Fangen wir mit dem Stade de France in Saint-Denis an. Es ist fast ein Tempel, in dem die französische Fußballelf 1998 die Weltmeisterschaft mit einem überragenden 3:0 gegen Brasilien gewonnen hat. An jenem Abend und in den darauffolgenden Monaten wurde die bunte französische Nationalmannschaft zum positiven Symbol. Die ethnische und religiöse Vielfalt, Ergebnis der Zuwanderung, schien der Schlüssel zur Zukunft des Landes. Davon gab noch das Freundschaftsspiel Frankreich–Deutschland vom 13. November 2015 einen Eindruck; sowohl auf dem Rasen als auch auf den Rängen ist Fußball in Frankreich ein farbenfrohes Fest der Multiethnizität und der Vielfalt. Diese Vielfalt ist das wichtigste Angriffsziel aller Fanatiker vom Jugoslawien der 1990er Jahre bis hin zum Dschihadismus unserer Tage. Dass heute heterogenes, gemischtes Leben möglich ist, stört sie am allermeisten.

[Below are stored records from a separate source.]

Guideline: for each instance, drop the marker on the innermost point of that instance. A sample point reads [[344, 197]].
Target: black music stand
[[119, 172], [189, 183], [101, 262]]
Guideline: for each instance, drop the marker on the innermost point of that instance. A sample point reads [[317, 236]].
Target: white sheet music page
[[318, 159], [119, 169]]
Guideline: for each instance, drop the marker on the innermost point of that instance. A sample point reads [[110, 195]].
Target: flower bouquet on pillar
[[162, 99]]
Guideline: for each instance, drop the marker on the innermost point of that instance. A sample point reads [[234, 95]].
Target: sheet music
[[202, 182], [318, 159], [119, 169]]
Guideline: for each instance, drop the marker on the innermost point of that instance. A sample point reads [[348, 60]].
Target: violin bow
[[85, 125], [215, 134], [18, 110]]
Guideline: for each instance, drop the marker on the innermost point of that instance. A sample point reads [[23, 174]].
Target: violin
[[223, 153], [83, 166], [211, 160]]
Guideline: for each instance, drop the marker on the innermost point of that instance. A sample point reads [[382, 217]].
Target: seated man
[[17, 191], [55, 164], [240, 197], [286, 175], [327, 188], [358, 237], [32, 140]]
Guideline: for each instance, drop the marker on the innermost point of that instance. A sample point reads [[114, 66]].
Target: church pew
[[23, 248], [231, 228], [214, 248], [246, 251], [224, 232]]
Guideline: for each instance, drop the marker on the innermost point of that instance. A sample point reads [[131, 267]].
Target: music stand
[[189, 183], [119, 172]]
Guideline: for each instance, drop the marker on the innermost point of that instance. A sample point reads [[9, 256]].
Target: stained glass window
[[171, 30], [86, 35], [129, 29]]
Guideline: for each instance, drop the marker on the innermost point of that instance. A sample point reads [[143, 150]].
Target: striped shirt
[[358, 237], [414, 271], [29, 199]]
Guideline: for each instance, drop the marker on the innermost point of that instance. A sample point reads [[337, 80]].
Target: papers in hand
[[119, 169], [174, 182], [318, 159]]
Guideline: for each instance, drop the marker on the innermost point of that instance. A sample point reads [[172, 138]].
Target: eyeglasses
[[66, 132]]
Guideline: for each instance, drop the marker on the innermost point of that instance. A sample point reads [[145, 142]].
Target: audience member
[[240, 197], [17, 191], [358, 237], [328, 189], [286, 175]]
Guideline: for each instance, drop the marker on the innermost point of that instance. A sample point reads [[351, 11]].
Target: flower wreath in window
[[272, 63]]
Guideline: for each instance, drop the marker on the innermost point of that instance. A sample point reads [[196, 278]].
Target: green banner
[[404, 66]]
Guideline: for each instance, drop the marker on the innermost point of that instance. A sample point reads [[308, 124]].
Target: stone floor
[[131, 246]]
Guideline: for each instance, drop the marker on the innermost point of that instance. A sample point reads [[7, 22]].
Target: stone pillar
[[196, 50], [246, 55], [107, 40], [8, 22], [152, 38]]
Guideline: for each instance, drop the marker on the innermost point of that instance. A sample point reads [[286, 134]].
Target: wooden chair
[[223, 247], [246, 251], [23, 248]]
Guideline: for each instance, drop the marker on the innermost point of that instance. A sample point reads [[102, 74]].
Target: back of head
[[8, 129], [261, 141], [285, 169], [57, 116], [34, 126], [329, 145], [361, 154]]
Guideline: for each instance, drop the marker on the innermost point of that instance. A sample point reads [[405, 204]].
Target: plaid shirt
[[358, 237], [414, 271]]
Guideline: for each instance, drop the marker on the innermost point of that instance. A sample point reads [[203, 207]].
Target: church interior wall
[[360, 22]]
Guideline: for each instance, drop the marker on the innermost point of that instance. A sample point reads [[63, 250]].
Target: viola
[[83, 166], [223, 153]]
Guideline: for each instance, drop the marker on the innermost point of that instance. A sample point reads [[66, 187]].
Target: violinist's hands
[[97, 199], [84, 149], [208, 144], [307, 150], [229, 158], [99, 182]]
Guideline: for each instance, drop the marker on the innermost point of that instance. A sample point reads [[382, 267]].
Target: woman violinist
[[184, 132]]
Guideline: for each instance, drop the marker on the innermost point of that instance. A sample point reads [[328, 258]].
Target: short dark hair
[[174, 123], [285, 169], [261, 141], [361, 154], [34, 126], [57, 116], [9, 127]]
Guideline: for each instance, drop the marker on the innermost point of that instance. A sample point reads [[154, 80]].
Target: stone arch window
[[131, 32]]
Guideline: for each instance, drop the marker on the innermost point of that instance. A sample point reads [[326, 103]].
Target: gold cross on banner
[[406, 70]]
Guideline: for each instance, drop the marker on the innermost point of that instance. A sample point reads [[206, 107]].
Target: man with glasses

Trotzdem sei daran erinnert, dass der multiethnische Fußball nicht nur die Märtyreranwärter aus postkolonialen Vorstädten zum Feind hat. Die Equipe de France war in den letzten Jahren für Neokonservative aller Schattierungen wiederholt das zentrale Angriffsziel. Die Fußballer seien zu afrikanisch, hieß es, es bedürfe einer Quotierung, um das Gleichgewicht der französischen Mannschaft zu garantieren (2011); Alain Finkielkraut, einer der in Frankreich meistgelesenen Essayisten, sagte 2005: „Dieses schwarz-schwarz-schwarze Team ist das Gespött Europas“, „die Fußballspieler wollen die Marseillaise nicht singen“ …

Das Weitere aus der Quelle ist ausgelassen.